Adrián, al escuchar esto en la camioneta, se inclinó hacia adelante hasta que su hombro rozó el respaldo del asiento donde yo iba. No se inmutó, no se puso a la defensiva; solo habló con una calma que lo hacía parecer aún más seguro de lo que era.

—Señor Abraham, sé perfectamente de lo que me habla. Camila me lo contó todo con mucho detalle, y lo he tenido muy presente desde la primera vez que hablé con ella.

Papá negó con la cabeza suavemente, levantando una mano para interrumpirlo.

—Déjame terminar, por favor —pidió, y su voz seguía siendo firme—. Sé que eres buena gente, y te agradezco que la trates bien. Pero Rosa es mi bebé. Es la más sensible de las dos, se ilusiona con muy poco y se rompe con facilidad. No quiero que le prometas cosas que no puedes cumplir, ni que la hagas creer que hay un futuro si no estás dispuesto a luchar por él.

Adrián sonrió, una sonrisa tierna y sincera que le iluminó los ojos oscuros, y negó con la cabeza antes de que papá terminara de hablar.

—Ya no tiene que preocuparse —dijo, y su voz sonó tan segura que hasta yo me quedé sorprendida—. Camila ya me dijo todo lo que necesitaba saber. Y le prometo algo: en estas dos semanas que estoy aquí, voy a pedirle que sea mi novia. No es una ilusión pasajera, ni un juego. Me enamoré de ella la primera vez que la vi en esa videollamada, con el sol en la cara y esos ojos tan dulces que tiene. No voy a irme a ningún lado sin ella, suegro.

Una risa se me escapó al escuchar la última palabra, y hasta papá esbozó una media sonrisa, aunque intentó mantener la seriedad. Luego giró la cabeza para mirarme de frente, arqueando una ceja, y miró de nuevo hacia atrás a los otros tres chicos: Enrique, Tim y Agustín, todos con más de veintidós años, de espaldas anchas y porte firme, que a simple vista parecían tener veinticinco o más. Al lado de ellos, con mis dieciocho años y mi estatura de metro sesenta y siete, yo parecía una niña pequeña entre gigantes.

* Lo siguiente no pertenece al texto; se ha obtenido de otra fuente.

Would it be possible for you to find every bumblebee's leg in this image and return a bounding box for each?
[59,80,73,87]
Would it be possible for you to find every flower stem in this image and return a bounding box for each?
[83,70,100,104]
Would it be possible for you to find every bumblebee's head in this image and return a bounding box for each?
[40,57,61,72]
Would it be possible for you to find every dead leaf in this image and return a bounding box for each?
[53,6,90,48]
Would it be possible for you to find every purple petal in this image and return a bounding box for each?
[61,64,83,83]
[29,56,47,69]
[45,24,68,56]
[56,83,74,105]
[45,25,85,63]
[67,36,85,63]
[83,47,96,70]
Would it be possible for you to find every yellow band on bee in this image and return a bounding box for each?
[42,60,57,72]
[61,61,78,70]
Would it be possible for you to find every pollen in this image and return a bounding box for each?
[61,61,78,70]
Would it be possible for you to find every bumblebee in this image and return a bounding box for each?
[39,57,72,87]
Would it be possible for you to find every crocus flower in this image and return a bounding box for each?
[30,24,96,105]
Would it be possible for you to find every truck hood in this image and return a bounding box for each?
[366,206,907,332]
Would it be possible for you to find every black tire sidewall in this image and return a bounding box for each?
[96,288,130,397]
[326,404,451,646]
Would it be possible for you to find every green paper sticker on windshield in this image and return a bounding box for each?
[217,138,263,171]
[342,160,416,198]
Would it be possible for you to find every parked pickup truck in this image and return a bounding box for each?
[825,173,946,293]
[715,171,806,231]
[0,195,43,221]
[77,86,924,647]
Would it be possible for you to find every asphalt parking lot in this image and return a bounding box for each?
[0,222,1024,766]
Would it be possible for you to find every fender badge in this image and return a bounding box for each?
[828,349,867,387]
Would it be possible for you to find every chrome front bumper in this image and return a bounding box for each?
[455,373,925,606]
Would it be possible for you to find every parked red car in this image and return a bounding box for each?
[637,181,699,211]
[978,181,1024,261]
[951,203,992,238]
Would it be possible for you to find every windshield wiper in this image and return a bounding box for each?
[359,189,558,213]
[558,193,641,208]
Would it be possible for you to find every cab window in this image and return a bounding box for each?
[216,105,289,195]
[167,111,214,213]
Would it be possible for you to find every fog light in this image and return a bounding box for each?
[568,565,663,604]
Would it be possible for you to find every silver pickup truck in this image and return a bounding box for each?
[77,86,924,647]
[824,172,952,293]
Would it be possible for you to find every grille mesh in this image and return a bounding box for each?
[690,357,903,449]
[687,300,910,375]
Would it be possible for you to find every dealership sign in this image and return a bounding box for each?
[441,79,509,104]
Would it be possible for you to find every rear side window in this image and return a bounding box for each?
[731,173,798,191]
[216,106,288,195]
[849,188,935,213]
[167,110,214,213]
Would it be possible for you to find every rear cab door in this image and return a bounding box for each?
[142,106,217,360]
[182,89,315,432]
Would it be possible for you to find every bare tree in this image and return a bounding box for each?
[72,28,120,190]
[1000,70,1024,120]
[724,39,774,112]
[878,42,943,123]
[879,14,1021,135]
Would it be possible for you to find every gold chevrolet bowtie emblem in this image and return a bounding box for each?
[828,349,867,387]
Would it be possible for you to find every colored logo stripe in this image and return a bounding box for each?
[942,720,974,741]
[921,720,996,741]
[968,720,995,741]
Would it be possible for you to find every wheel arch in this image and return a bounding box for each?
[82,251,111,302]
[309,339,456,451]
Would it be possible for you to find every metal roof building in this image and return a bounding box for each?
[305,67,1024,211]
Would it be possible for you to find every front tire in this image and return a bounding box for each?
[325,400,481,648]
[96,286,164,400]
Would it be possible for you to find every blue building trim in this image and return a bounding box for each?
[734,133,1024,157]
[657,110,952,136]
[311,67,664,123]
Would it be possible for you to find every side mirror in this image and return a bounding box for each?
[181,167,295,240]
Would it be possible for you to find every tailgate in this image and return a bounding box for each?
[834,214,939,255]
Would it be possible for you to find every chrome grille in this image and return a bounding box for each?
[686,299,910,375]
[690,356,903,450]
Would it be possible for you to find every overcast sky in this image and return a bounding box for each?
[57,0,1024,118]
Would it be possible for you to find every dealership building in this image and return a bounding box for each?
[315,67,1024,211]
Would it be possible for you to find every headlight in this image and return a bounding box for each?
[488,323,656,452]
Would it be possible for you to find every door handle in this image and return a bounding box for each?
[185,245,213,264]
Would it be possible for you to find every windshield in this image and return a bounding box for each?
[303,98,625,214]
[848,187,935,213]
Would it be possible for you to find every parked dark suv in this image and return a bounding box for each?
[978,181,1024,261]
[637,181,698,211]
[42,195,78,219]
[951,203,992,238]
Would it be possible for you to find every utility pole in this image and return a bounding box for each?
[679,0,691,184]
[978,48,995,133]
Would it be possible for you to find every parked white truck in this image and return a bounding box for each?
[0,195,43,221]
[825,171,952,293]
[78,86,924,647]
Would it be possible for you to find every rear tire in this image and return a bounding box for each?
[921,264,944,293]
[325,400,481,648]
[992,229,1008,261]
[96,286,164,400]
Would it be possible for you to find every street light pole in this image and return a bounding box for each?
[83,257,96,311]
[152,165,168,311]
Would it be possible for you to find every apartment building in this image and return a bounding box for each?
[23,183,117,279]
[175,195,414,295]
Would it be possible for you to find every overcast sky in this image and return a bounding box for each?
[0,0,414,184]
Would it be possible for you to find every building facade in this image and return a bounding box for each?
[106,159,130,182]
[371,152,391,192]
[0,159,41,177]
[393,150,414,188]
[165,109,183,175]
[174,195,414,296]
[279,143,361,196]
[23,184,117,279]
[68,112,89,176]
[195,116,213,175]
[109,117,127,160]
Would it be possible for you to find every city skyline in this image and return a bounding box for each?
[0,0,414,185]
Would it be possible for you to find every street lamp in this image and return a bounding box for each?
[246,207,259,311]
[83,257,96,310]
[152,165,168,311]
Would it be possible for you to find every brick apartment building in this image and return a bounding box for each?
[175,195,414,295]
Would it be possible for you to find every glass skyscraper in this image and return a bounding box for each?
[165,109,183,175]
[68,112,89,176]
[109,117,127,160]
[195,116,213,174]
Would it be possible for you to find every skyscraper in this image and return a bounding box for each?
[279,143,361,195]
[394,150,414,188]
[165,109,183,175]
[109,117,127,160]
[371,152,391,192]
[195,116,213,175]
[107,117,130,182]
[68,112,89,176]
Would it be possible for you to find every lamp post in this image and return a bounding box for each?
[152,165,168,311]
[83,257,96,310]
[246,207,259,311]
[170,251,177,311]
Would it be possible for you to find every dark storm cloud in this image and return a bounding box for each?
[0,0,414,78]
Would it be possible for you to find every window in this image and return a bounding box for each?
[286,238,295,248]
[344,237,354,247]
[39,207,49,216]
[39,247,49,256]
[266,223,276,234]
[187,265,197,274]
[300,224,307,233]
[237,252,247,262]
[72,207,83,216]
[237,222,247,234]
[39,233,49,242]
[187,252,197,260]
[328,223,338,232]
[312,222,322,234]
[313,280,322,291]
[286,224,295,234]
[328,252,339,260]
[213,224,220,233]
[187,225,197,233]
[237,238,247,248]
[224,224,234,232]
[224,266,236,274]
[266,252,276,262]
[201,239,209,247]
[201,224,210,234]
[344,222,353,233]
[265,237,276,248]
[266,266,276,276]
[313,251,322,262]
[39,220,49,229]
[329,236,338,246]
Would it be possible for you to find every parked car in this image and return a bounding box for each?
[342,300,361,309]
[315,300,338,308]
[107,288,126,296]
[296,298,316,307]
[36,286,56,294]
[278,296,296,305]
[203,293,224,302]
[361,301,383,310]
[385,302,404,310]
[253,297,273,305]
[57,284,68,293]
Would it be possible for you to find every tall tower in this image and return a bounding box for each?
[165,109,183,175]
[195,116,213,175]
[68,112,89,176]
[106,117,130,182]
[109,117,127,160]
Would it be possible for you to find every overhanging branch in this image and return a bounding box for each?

—Y tú, hija —dijo papá, soltando una risa franca—, ¿por qué rayos tienes amigos tan grandes? ¡Parecen de mi edad!

Todos nos reímos al mismo tiempo, y la tensión que había llenado la camioneta se desvaneció por completo, dejando solo calidez y esa certeza de que, por fin, estábamos exactamente donde debíamos estar.